Author: Andrew J Morgan
Company: 6point6.co.uk
Provenance: forked from https://github.com/minkymorgan/bytefreq
License: GPLv3
Main programs:
bytefreq_v1.05.awk
charfreq.awk
fieldprofiler.awk
bytefreq is a data quality and data profiling toolkit.
It can be used to:
1) profile the bytes (characters) in a file, using charfreq.awk
2) verify parsing of columns correct, using fieldprofiler.awk
3) generate Mask-Based data profiling reports, with choice of mask
4) generate profiled datasets for data quality remediation engines
It is written in the portable awk language. The library implements a number of data transformations and reports helping you do data quality studies using Mask-Based Data Profiling techniques.
The software enables several outputs, each necessary for a different part of the data quality process. They can be used for data quality inspections, or to preprocess your data to construct an automated data quality monitoring and cleansing engines in downstream tools.
To interpret the output, an understanding of how the program generalises data into the pattern-string is useful. Below is a description of the two available algorithms you can select from when studying your data, the first resulting in a granular study of your data, and the second a more generalised study of your data.

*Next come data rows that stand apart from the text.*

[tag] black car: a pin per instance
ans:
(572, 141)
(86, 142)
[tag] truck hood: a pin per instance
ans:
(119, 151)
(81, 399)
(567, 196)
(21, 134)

Note the default setting is to produce more granular output.
In data profiling a mask is a transformation function that produces a data quality feature, which when summarised reveals insights into data quality. bytefreq includes 2 important "masks" commonly used under the hood in high end data profiling tools, shown below.
1) High Grain (implemented)
2) Low Grain (implemented)
3) DataType Grain (TODO)
4) IsPop Grain (TODO)
Mask rules are defined below:
For all data content, apply the following character level translation:
1) Translate all upper case characters in the data [A-Z] to becoming an "A"
2) Translate all lower case characters in the data [a-z] to an "a"
3) Translate all numbers in the data [0-9] to a "9"
4) Translate all tab marks to a "T"
5) Leave all remaining whitespace and high ASCII and punctuation as is
For example, a field called Address, may contain raw data such as:
John Smith, 33 High Street, Townford, Countyshire, UK, TC2 03R
which after transformation becomes:
Aaaa Aaaaa, 99 Aaaa Aaaaaa, Aaaaaaaa, Aaaaaaaaaaa, AA, AA9 99A
For all data content items, apply the following character level translation:
1) Translate all repeating occurrences of upper case characters [A-Z]+ to becoming an "A"
2) Translate all repeating occurrences of lower case characters [a-z]+ to an "a"
3) Translate all sequences of numbers in the data [0-9]+ to a "9"
4) Translate all tab marks to a "T"
5) Leave all remaining whitespace, high ASCII, and punctuation as is
For example, a field called Address, may contain raw data such as:
John Smith, 33 High Street, Townford, Countyshire, UK, TC2 03R
which after transformation becomes:
Aa Aa, 9 Aa Aa, Aa, Aa, AA, A9 9A
Notice that the profile is more general using this rule, so the profiles match more occurances.
This greatly helps to summarise high cardinality data.
The low cardinality grain="L" parameter should be your default for the first pass of a new dataset
The profiler is written in awk language. Why AWK? It is extremely portable, trusted and reliable. It is POSIX compliant and here to stay.
awk the tool, not the language, is a core part of the unstripped unix kernal, and as such, is both robust and ubiquitous in all types of computing environments. This means the profiler can be introduced to highly locked down production systems - and can be run without installing new software. This is very useful - allowing one to retrofit data quality monitoring into production ETL systems with minimal governance overhead, and minimal risk to the existing services hosted apart from processing load.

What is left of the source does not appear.